Android, MVVM, and Repositories in the Real World

Mike DeMaso
DraftKings Engineering
11 min readNov 2, 2020

How do you achieve a responsive user interface while keeping your code clean, precise, readable, and maintainable? This is a question that has been bouncing around the brains of Android developers since 2008.

After many years of letting Android developers figure it out on their own, Google has recently given some guidance on the topic with their Guide to app architecture that promotes a variant of MVVM. While this is a great start, it leaves a lot of questions lingering for teams to answer on their own. Google also provides libraries like LiveData, Room, and DataBinding to help us reduce boilerplates and separate our code’s concerns. Even third parties have lent a helping hand with RxJava and Retrofit, which gives us an easy way to handle asynchronous work and fetch things over the network. With all of these things floating around solving small pieces of the larger question, how can we bring them all together to provide a fluid UI experience that is simple to implement and maintain?

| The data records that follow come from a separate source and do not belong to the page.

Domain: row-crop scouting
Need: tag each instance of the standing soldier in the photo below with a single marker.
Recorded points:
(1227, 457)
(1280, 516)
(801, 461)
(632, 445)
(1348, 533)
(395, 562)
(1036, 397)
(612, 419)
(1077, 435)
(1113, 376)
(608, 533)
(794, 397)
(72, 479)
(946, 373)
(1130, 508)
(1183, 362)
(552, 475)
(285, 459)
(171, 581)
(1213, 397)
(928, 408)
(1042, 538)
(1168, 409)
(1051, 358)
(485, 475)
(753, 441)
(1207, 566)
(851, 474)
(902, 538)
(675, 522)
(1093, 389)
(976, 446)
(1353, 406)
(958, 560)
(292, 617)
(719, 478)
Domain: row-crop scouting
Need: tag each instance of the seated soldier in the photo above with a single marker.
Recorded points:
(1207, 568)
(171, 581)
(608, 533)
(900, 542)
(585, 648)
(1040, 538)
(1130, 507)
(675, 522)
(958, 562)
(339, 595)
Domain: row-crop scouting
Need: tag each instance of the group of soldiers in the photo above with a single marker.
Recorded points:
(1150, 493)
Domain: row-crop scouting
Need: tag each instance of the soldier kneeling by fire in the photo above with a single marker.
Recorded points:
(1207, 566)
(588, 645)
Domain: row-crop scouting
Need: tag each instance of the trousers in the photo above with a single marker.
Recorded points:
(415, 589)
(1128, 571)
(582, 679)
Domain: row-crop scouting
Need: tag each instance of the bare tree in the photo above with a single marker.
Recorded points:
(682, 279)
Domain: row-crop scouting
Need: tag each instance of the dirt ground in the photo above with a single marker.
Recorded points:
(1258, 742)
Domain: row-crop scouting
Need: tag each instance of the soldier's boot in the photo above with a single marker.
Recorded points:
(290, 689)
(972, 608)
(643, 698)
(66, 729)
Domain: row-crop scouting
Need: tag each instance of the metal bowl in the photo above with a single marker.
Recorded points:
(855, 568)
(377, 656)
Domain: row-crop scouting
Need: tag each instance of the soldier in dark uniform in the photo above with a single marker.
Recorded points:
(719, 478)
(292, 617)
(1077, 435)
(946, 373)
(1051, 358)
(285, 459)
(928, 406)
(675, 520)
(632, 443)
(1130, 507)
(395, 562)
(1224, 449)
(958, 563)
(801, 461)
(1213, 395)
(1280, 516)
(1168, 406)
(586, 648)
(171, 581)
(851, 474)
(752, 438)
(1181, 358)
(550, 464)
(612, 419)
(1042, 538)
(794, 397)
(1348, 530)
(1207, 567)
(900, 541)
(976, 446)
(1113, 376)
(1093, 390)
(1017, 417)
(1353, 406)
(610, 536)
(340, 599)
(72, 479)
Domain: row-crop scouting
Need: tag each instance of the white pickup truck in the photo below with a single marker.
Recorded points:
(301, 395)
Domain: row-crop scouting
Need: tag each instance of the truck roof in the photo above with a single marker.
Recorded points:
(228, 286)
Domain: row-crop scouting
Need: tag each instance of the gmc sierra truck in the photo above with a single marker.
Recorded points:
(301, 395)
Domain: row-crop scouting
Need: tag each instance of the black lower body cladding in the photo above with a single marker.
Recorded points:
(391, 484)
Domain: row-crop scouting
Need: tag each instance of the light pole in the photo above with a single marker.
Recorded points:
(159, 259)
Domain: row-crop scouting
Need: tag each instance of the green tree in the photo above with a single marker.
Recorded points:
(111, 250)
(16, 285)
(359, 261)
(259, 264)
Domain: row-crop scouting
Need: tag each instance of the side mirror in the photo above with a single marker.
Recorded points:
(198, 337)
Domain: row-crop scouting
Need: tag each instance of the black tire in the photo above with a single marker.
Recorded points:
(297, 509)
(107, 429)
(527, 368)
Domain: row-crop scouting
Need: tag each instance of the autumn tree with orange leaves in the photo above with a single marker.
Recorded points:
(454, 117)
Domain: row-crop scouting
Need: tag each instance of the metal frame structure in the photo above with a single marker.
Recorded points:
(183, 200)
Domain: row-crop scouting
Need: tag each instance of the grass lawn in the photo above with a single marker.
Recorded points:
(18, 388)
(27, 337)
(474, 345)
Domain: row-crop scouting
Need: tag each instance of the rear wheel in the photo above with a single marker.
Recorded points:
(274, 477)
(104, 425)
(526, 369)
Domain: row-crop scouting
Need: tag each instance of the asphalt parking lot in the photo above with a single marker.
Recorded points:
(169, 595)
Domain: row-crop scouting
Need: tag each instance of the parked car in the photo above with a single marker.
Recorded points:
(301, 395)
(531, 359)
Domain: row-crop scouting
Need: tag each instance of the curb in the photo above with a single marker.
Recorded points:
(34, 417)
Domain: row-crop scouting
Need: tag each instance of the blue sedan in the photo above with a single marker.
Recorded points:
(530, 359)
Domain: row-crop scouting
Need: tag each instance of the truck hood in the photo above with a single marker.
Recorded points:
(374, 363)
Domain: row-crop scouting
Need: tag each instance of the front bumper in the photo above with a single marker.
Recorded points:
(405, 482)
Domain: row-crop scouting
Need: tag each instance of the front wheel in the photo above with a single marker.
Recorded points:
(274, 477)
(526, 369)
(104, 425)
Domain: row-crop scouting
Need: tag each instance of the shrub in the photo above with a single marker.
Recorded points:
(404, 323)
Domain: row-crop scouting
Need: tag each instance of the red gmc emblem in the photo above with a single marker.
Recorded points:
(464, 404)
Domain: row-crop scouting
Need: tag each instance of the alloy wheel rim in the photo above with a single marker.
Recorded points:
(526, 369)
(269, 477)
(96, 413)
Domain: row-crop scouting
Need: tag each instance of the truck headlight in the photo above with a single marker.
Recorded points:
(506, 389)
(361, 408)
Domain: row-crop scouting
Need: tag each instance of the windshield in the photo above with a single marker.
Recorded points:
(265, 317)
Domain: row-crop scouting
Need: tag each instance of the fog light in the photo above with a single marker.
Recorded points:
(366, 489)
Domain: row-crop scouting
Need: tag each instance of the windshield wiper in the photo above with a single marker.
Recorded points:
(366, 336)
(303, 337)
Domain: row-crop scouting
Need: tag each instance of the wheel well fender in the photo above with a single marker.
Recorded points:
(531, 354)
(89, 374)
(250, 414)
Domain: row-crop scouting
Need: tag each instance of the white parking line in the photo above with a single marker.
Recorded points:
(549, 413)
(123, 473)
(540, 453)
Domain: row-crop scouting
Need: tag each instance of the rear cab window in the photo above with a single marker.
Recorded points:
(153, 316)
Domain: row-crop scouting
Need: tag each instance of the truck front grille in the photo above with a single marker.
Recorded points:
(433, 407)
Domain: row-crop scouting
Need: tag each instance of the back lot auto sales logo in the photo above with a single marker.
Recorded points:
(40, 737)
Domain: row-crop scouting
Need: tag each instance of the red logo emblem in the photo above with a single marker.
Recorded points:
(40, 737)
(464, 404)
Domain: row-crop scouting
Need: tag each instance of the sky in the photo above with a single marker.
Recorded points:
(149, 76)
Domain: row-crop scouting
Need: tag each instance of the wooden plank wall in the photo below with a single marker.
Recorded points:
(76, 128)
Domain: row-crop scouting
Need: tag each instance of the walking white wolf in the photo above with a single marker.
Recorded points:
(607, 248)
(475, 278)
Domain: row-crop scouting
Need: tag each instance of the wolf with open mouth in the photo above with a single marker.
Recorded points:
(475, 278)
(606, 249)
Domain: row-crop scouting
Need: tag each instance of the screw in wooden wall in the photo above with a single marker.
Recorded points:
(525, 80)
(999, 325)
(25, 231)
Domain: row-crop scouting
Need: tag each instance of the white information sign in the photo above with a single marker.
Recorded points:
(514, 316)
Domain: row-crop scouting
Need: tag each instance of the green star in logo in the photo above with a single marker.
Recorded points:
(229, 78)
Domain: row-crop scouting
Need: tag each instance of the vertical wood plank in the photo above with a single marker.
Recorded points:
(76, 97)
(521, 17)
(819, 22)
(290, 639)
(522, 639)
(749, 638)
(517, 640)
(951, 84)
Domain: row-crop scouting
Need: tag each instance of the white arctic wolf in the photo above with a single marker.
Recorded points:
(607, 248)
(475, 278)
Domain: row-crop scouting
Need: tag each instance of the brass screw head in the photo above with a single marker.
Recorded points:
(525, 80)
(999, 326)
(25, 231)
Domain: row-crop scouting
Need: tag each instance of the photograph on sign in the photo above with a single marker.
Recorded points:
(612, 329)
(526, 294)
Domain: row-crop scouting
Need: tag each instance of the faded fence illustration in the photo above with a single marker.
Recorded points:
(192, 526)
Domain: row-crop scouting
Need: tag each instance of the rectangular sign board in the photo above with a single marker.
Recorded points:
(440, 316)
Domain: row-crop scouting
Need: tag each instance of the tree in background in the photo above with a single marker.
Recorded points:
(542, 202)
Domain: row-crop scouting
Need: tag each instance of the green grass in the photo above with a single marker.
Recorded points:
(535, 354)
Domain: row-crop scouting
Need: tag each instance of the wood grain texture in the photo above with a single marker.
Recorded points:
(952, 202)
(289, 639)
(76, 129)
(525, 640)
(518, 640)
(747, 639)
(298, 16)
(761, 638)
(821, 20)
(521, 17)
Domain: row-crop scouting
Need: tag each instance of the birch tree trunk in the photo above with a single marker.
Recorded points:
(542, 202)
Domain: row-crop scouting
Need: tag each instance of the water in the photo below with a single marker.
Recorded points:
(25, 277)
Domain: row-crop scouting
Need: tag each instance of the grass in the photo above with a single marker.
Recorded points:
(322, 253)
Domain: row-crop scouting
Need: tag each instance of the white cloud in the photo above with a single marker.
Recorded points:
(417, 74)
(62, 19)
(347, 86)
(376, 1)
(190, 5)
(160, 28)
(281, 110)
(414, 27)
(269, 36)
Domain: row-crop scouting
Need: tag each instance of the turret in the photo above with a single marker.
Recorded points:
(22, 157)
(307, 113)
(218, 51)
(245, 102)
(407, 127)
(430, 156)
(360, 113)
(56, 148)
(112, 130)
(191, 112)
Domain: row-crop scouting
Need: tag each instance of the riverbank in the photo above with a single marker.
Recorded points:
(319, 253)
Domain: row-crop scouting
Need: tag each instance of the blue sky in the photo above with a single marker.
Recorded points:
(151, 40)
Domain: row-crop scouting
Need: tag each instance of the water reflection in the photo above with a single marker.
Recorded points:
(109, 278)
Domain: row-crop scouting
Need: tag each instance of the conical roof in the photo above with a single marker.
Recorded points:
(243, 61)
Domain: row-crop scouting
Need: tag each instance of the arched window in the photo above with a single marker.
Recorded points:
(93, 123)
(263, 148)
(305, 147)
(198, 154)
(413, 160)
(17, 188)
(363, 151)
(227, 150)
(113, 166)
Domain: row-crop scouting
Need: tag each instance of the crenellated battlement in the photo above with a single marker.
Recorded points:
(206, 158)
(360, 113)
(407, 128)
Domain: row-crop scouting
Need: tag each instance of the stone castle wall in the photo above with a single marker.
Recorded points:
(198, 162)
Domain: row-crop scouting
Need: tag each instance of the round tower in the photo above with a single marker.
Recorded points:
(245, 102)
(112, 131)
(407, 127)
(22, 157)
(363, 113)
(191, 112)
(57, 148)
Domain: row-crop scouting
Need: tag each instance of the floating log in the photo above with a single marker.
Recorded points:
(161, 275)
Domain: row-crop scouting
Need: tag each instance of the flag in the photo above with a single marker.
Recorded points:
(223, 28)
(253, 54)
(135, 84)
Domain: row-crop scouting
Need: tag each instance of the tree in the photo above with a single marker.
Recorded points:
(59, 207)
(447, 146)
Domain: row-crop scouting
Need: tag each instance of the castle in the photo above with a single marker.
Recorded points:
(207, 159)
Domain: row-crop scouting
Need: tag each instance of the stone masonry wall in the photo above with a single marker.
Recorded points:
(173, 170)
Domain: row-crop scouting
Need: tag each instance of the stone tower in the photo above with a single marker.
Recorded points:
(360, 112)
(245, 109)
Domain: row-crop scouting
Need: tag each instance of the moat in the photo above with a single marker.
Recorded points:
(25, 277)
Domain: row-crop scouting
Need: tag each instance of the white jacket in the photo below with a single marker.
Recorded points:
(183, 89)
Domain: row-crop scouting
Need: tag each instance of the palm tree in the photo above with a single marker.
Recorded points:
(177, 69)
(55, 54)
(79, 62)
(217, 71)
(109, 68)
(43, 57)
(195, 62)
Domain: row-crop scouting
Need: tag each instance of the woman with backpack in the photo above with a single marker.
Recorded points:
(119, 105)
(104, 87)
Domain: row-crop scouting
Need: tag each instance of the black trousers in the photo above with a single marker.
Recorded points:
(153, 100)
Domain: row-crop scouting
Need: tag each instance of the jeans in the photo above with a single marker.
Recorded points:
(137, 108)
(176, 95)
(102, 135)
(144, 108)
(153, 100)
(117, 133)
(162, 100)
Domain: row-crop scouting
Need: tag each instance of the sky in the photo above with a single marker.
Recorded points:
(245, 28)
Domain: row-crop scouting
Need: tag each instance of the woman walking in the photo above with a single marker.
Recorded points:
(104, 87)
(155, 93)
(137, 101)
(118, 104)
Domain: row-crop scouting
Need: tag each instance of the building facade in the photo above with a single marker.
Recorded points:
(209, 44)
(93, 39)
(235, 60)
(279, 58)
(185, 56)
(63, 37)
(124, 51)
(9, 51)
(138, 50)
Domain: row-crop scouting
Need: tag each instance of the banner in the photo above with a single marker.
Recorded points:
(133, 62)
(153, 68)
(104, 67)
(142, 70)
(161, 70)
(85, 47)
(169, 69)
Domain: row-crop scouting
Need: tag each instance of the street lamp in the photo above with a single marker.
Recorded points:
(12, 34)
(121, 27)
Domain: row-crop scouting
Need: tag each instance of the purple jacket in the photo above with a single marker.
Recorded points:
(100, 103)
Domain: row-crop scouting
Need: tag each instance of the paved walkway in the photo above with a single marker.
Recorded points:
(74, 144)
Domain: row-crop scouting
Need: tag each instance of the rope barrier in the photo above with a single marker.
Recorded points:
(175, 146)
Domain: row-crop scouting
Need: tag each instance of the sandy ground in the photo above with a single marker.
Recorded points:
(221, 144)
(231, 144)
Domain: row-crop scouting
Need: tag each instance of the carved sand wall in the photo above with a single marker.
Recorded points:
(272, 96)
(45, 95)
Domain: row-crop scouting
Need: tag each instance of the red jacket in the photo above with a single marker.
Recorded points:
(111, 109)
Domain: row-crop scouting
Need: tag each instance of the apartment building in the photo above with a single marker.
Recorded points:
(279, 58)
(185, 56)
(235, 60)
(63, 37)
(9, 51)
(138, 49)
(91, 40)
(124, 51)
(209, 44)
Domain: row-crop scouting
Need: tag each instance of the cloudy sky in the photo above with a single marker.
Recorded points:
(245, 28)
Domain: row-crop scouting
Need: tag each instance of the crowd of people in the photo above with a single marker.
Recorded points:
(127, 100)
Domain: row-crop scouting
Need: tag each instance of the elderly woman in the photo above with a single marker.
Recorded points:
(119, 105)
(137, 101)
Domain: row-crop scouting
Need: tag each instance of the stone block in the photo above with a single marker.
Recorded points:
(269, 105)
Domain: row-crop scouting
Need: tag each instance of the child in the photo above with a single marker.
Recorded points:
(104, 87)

In this article, we will share what we have learned from our earlier attempts at creating an MVVM architecture and show a simple example of how to bring all of these pieces of the puzzle together.

A Quick Description of MVVM

To provide you with an understanding of what a repository is going to solve, let’s first dive into the basic MVVM pattern.

The basic MVVM pattern
Basic MVVM Diagram

The View

This is the representation of the Graphical User Interface for your code. These can be represented by XML (layout files) or code (Jetpack Compose). Usually, there is some form of data binding that links the View to the ViewModel. Depending on where you draw the line between a view and a binder, the Activity and Fragment object can be considered either or both.

The ViewModel

This is in charge of transforming data from the Model into a format that makes sense for the View to display. Don’t let that double arrow-ended connection between the View and the ViewModel fool you. The major difference between a ViewModel and the Presenter in MVP is a ViewModel doesn't contain a reference to the view. It is a one-way relationship, meaning somethings else needs to manage the ViewModel object.

The Model

This refers to the data (or domain model) that is being used as the source of the information the ViewModel is providing to the View. This layer is where things get a little blurry as some articles refer to it as the data itself while others refer to it as a data access layer. This is where Google’s repository pattern steps in to clear things up.

Enter the Repository

Google has been mentioning this pattern for some time now. Their examples are a great guide to understanding the basic principle of using MVVM with a repository, but we find they are missing some small (and important) guidance to help people translate these snippets into a larger, more complex project.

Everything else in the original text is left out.